I like this idea and I actually expected it to work.  As you can see it already 
works in datasets:

{code}
Seq((1, new Integer(1)), (2, null)).toDF().as[(Int, Option[Int])].collect()
res0: Array[(Int, Option[Int])] = Array((1,Some(1)), (2,None))
{code}

We should definitely be using the same logic when converting arguments for UDFs.

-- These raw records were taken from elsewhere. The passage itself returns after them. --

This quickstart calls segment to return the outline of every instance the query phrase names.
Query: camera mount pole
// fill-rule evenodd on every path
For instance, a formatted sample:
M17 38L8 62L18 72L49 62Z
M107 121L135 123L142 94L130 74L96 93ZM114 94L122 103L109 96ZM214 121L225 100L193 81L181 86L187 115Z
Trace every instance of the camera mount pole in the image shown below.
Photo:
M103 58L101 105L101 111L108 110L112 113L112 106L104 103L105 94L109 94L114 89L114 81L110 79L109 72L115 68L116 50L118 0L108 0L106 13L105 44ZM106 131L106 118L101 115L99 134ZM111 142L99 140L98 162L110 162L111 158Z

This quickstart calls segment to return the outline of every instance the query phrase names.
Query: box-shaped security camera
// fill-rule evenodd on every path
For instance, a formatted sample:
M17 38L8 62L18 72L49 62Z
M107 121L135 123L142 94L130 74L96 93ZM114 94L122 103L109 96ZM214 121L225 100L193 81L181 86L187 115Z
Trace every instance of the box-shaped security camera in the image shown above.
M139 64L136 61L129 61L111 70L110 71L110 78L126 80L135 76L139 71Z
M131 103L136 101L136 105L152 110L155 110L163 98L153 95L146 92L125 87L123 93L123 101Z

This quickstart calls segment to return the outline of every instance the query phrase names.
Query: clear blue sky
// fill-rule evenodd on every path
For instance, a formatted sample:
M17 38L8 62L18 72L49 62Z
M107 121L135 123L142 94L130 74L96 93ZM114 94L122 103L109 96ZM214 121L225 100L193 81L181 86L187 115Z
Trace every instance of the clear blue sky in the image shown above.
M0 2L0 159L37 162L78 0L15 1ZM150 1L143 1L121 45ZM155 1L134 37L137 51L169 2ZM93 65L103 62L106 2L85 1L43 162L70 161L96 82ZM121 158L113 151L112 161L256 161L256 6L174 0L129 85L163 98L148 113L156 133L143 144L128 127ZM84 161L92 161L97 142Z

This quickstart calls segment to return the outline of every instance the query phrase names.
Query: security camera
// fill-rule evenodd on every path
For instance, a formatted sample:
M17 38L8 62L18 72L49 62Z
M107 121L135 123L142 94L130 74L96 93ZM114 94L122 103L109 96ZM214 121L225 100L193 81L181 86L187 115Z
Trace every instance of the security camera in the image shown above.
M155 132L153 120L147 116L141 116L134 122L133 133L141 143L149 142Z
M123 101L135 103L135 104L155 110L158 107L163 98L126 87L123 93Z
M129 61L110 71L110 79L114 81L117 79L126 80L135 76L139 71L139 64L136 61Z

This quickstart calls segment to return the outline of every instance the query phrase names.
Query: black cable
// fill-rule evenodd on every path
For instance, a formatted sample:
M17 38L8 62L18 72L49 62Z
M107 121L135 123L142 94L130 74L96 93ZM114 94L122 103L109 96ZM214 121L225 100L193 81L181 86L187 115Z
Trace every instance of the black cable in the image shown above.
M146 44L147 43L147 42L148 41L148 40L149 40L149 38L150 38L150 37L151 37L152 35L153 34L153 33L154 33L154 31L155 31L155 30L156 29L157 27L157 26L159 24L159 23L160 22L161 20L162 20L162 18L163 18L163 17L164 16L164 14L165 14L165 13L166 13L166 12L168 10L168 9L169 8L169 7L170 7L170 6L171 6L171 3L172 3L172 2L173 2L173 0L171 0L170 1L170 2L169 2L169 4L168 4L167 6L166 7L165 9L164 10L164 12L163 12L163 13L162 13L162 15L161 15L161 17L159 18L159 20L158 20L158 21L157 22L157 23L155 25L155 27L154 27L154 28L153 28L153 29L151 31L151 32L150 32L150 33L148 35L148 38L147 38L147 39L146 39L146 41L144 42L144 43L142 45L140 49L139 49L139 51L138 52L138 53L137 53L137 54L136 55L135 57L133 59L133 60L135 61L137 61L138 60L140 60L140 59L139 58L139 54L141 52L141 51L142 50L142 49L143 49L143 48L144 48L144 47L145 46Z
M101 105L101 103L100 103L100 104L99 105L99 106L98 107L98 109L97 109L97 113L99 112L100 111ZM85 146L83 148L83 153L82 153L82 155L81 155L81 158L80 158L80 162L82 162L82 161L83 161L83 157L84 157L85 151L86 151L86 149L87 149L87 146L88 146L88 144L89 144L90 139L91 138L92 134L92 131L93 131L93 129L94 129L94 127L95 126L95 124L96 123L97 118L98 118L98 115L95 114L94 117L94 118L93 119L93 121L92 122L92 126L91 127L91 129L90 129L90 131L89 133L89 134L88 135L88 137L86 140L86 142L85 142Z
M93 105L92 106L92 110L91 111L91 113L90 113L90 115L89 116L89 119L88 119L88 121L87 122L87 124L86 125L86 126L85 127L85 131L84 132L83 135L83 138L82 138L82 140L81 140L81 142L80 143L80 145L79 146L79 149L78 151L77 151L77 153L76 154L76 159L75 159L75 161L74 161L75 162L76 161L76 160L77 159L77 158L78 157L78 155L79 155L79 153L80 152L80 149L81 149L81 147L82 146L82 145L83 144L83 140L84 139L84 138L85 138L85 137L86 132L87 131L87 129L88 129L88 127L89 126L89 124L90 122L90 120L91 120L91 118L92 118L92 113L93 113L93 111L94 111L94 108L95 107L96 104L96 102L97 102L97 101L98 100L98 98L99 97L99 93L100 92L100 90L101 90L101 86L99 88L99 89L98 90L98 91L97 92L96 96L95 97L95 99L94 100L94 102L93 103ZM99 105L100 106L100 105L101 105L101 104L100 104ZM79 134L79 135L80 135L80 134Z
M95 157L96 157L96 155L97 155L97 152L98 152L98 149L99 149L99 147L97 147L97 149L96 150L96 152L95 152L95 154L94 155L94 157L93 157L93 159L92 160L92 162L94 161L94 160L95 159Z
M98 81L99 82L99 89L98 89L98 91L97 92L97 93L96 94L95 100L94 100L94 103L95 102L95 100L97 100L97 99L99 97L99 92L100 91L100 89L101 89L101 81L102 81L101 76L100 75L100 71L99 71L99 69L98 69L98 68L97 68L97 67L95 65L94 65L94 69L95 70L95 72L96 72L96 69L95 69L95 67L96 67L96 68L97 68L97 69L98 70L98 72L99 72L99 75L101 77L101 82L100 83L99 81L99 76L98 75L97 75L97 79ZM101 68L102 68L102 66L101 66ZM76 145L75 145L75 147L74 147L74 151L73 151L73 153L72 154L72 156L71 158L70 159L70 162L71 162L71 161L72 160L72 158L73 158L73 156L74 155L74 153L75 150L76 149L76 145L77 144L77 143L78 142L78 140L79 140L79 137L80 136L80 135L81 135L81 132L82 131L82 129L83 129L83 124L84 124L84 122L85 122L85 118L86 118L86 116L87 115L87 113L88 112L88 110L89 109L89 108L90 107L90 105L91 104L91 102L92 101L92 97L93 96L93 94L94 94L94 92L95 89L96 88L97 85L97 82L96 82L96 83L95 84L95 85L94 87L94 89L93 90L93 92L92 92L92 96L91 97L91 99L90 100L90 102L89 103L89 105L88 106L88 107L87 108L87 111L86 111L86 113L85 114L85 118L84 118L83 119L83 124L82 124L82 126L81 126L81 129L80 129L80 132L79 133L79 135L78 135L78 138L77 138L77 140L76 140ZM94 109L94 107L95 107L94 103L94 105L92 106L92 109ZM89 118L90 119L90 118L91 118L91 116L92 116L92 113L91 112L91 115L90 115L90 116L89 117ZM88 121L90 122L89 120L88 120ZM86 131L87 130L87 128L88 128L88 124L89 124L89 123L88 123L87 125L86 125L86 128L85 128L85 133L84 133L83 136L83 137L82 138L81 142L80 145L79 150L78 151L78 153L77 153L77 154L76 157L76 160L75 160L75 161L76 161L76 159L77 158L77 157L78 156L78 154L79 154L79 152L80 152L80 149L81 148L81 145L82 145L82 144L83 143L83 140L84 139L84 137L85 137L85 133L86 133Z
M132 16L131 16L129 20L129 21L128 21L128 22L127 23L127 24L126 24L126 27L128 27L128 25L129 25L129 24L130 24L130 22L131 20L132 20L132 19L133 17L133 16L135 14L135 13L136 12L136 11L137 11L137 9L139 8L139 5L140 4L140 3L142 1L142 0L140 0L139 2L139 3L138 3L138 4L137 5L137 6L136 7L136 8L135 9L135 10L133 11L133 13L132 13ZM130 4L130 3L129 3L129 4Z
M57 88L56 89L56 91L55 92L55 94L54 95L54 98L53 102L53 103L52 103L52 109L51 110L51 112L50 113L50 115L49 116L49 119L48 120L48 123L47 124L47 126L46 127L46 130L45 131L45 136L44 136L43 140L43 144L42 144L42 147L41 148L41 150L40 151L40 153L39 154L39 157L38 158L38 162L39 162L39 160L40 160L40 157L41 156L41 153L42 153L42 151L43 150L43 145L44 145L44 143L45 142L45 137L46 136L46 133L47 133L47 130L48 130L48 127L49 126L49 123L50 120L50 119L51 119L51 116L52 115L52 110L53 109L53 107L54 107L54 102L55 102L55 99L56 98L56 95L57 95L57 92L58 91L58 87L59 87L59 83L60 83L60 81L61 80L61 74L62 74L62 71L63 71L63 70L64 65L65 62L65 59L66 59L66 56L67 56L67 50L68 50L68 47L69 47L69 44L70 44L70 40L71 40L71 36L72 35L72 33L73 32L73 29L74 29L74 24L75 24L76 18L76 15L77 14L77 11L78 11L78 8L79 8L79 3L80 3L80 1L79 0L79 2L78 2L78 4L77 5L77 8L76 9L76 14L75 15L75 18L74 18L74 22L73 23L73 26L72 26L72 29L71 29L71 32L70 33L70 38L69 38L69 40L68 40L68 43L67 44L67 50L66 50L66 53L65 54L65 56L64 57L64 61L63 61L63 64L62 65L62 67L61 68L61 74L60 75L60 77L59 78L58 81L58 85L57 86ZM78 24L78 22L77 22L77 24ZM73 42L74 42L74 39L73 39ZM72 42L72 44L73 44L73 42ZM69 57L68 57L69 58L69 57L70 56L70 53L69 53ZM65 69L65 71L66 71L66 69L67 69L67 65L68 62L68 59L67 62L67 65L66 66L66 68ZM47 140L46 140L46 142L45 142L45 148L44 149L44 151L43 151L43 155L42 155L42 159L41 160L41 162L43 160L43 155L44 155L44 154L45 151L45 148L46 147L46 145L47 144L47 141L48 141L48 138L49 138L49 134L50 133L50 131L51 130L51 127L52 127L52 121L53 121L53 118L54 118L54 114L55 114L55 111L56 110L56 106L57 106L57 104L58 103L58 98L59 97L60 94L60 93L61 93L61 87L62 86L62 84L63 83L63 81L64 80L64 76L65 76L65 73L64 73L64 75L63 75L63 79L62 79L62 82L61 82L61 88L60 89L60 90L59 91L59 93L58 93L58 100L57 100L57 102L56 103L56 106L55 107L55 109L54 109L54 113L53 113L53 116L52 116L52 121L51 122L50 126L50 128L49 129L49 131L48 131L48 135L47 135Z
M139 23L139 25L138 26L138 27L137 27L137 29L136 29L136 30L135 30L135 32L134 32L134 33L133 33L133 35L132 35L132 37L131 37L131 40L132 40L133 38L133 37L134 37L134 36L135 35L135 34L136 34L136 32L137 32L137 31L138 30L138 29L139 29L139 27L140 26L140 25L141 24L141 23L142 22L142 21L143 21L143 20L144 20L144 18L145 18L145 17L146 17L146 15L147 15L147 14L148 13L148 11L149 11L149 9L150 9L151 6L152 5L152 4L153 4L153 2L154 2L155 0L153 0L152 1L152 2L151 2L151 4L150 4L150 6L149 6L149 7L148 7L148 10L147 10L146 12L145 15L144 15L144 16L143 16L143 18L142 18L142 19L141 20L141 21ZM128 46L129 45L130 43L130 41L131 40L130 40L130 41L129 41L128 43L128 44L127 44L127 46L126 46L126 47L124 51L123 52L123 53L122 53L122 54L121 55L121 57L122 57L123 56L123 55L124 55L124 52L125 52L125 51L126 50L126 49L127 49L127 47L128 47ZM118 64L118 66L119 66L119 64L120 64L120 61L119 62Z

> Let UDF to handle null value
> ----------------------------
>
>                 Key: SPARK-11725
>                 URL: https://issues.apache.org/jira/browse/SPARK-11725
>             Project: Spark
>          Issue Type: Bug
>          Components: SQL
>            Reporter: Jeff Zhang
>            Assignee: Wenchen Fan
>            Priority: Blocker
>              Labels: releasenotes
>             Fix For: 1.6.0
>
>
> I notice that currently spark will take the long field as -1 if it is null.
> Here's the sample code.
> {code}
> sqlContext.udf.register("f", (x:Int)=>x+1)
> df.withColumn("age2", expr("f(age)")).show()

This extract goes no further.